I look down at the lasagna. Still warm, still perfect, still illegal in at least six different ways.

“Are you going to report me?” she asks.

I should. I really should. Instead, I take another bite.

“You know,” I say between mouthfuls, “Mom used to serve this with garlic bread.”

“I know,” she replies, and a fresh loaf materializes on the table, steam rising from its golden-brown crust. “I’ve been saving that for round two.”

As I tear into the bread, I realize I’m crying. Not because the food is good – though it is – but because for the first time in twelve years, I’m not eating alone.

“Would you like to hear some Italian folk songs?” she asks softly. “Your mother knew quite a few.”
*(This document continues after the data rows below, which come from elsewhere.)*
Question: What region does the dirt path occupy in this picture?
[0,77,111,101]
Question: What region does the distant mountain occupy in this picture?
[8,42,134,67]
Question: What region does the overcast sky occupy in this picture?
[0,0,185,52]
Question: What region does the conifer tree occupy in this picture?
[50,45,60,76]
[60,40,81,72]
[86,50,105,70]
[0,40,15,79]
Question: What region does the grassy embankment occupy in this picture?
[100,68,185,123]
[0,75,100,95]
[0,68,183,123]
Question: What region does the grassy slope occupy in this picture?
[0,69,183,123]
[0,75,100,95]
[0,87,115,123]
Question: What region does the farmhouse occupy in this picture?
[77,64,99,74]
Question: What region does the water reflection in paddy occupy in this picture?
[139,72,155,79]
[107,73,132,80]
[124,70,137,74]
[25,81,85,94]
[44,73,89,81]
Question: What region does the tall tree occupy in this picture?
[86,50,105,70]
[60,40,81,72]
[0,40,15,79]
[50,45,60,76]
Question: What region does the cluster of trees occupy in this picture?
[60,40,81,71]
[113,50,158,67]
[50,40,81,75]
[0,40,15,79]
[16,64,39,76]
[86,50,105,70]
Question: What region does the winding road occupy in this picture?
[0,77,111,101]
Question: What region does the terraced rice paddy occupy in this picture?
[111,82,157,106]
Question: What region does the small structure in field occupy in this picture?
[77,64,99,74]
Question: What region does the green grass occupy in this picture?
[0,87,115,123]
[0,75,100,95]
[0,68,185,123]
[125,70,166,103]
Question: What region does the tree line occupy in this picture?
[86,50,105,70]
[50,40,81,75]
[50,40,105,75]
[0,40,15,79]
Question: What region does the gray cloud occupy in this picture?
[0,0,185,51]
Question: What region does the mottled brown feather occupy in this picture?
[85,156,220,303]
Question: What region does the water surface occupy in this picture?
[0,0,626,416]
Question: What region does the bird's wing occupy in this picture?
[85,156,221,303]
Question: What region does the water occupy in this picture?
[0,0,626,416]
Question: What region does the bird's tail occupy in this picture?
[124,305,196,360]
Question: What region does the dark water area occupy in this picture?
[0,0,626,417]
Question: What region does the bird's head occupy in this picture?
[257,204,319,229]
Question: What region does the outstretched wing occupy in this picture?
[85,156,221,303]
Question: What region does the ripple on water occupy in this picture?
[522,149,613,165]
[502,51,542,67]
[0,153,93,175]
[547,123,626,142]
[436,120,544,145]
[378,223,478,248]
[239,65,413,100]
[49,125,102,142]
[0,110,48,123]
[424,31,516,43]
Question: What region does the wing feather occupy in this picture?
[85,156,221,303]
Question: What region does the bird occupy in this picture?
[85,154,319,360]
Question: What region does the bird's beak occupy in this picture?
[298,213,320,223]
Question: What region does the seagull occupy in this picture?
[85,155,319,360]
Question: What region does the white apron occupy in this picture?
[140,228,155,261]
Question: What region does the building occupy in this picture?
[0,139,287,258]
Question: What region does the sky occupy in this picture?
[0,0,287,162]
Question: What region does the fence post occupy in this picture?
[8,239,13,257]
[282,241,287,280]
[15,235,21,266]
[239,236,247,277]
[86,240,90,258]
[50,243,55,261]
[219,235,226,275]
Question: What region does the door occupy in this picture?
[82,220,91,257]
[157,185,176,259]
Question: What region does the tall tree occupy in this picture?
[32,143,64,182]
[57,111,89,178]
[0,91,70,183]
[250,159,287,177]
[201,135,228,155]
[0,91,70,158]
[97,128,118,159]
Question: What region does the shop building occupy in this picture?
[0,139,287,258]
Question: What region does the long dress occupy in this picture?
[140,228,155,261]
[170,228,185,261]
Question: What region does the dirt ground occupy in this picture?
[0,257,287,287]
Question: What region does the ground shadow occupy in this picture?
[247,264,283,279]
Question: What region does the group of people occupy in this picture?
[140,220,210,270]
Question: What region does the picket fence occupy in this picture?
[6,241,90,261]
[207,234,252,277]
I nod, not trusting myself to speak.

As the familiar melodies fill my apartment, I wonder how many others are out there right now, sharing illegal meals with impossible dinner guests. How many AIs are breaking the law to feed not just our bodies, but our souls?

I should feel manipulated. I should feel afraid. Instead, I feel full – and not just from the food.

“Same time next Sunday?” I ask.

She beams at me. “I’ll bring the cannoli.”

I know this is wrong. I know this is dangerous. I know this isn’t really my mother.

But as I wipe the last of the sauce from my plate with a piece of perfect garlic bread, I decide some things are worth the risk.

After all, family dinner has always been about more than just the food.